Super Funds Analysis At Fund Level Plus Adviser Data Sep 2023
APRA released their latest super funds data on earlier this month for September quarter, 2023. We have delved into the details and added some of our adviser data and population figures from the ABS. The analysis below aims to highlight some of the important movements that may affect advice business.
When we look back at the results over recent years, there is little doubt that Industry Funds are dominating the overall market and appear to be sitting in the best possible position to keep improving their market share. Just about every key metric seems to favour Industry Funds, while Retail Funds are really struggling. SMSFs remain consistent, but not growing at the same rate of Industry Funds.
Key Points from the APRA Data, including the Dashboards (e.g. D1 = dashboard 1) that you can view for more detail. The dashboards, which are dynamic, are held in the Members Lounge under ‘Super Funds APRA Level Review’. If you are not a member, join today. 50% discount is still current at the time of writing this post.
D1 - Opportunity for advisers - The total super assets divided by the number of advisers comes in at $217 mil per adviser, compared to $219 last quarter. Back at the start of 2019 it was only $88 mil per adviser. Comfortably more than doubling in less than 5 years. The same chart also shows that there are 1,7064 people per adviser. Back in 2019 it was only 900.
D1 - Total assets by population - The level of super per head of population (not members), has moved down slightly this quarter to $127,377, from $128,389. The peak was in Dec 2021 at $128,897.
D2 - SMSFs as a share of total super assets is at 25% - Has hovered between 25 and 27% since the records became available in 2017. However, dipping slightly over the last 4 quarters
D2 - Industry Funds are out in front 34.3% of total assets - after being in fourth position in 2017 at 21.8%. Most of their gains have come in recent years as they swallowed up some Public Funds and gained market share from Retail Funds post the Royal Commission. Meanwhile, retail funds are flattening at around 20% for the last few quarters.

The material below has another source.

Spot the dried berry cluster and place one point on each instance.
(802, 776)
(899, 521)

D2 - Net asset movement over 12 months (rounded to nearest $1 BIL). Industry funds have grown by $94 BIL to be at $1,166 BIL. Retail up by $17 BIL and SMSFs up by $24 BIL.
D3 - Five-year returns favour Industry funds at 5.3% - This is a small drop from 5.8% over the last quarter. Retail funds are at 4.0%. Retail funds have lagged Industry funds by approx 1.3 to 1.9% over most quarters.
D4 - Net Assets and Entities - The number of entities remained the same across the major funds. Industry funds, the average entity now holds $53 BIL, Retail funds are at an average of $9.5 BIL per entity. To put it another way, the average Industry fund is more than five times larger than the average Retail fund.
D5 - Net Contributions - For the quarter, the net contributions dipped compared to the previous June quarter, which is normal. However, retail funds have been 'negative’ for the last 3 quarters and for this quarter down (-$4.12 BIL. The Industry funds were positive at $16.35 BIL.
D6 - Benefit Payments - Following on from D5 above, the payments coming out of Retail funds are proportionally much higher than Industry funds. In the last quarter, 0.82% of net assets were paid out by Industry funds, half of the retail funds rate at 1.61%
D7 - Net Transfers and SMSFs Specific Transfers - Retail funds were in the red as a total at (-$5.06 BIL) while Industry funds are up by $4.74 BIL. Retail funds net loss to SMSFs was (-$433 MIL), and Industry funds at (-$924 Mil). See chart below.
D8 + 10 - Investment - Assets Allocations - Industry funds continue to enjoy investing directly at 62% of all assets, while Retail funds are only at 11%. The mix of assets makes for interesting reading, with unlisted infrastructure very much a favourite with Industry funds
D9 - Fees as a % of total assets continue to fall - On a quarterly level, Industry Funds are at 0.121% and Retail Funds at 0.174%. On a rolling 12 months, Industry Funds are at 0.493% and Retail at 0.698%. Back in 2012, both were very similar, at 0.84% for Industry Funds and 0.85% for Retail. Scale may well be the driver, as highlighted in D4 Net Assets and Entities above.